Multiple students had questions regarding “hate speech” directed at them on campus, including Maira Salim, president of the Muslim Student Association and a member of Spectrum, the LGBT group on campus.

“What is the administration planning on doing for the personal rights of students?” Salim asked. “When we speak out and get threats, administration hasn’t taken a stance.”

Bardo said he detested what was said to people during the chapel incident and he brought them before legal counsel and University Police.

They told him the ugly speech was still inside first amendment rights, Bardo said.

“The comments I have heard did not threaten an action, they were just ugly,” he said. “If there were comments that threatened an action, get those to us and we will act on them because they go against the first amendment.”

“If I can censor them I can censor you, and I don’t want to do that,” Bardo said.

Bardo said students should call the emergency number for UPD — 316-978-3450 — if they feel they are threatened.


A student from the audience suggested a system be put in place in which students could text University Police so they can be alerted right away.

“Let me check into how we can do that,” Bardo responded. “I think that’s a really good idea.”

Bardo also liked the idea of having a code of ethics for those associated with the university, which would hold those associated with WSU accountable when they are not abiding by those standards.

“I think we can have a code of ethics and probably should,” Bardo said.

Kennedy Musamali, director of Student Support Services, said he had heard a lot about planning from Bardo, but not any specific, measurable goals with a timeline.

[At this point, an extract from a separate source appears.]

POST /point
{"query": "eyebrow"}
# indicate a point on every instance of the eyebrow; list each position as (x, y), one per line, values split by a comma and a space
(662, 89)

“Sometimes planning can be wishes without goals,” Musamali said.

 Musamali said creating goals with timelines from one year to a few years would allow administration to go back and critique progress and setbacks.

Bardo said creating specific goals was something they could do this year and the administration would share those goals with the public.

Student perceptions

Senior Elle Boatman said she was not completely satisfied with the forum, but it was a step in the right direction for the university.

“Unlike some other [forums] that I’ve gone to where they have prepared questions, this was a lot more open,” Boatman said. “Students and faculty at the university had the opportunity to ask direct questions without them being filtered.”

Junior Marilyn Morton thought the forum unified student voices and concerns, but she was skeptical of Bardo’s responses.

“I didn’t get the feeling that he was taking anything from it,” Morton said. “He always had a politician’s response to everything. If I had a dollar for every time he said strategy I’d probably be able to pay for my books.”

In the midst of the forum, a student asked that Bardo join them in their fight against adversity, because while Bardo and administration are planning, many students are fighting.

Bardo’s connection to Wichita

As a senior in college, Bardo said he worked as a pharmacy tech in a hospital, delivering pharmaceuticals to different areas. Saturdays, he would occasionally bring narcotics to the emergency room.

“I saw people with gunshots; saw people with knives sticking out of them; saw people who had their heads sliced open,” Bardo said. “I had a really hard time understanding how people could do that to each other. That colored how I view what I should have done for the rest of my life.”


Bardo said he came back to Wichita because this is home for him and his family. His wife is a three-time WSU alumna, he used to be a faculty member here and his son was born here.

“I came back to WSU to try to make a difference in the lives of people I care about,” Bardo said. “This is about how we move forward.”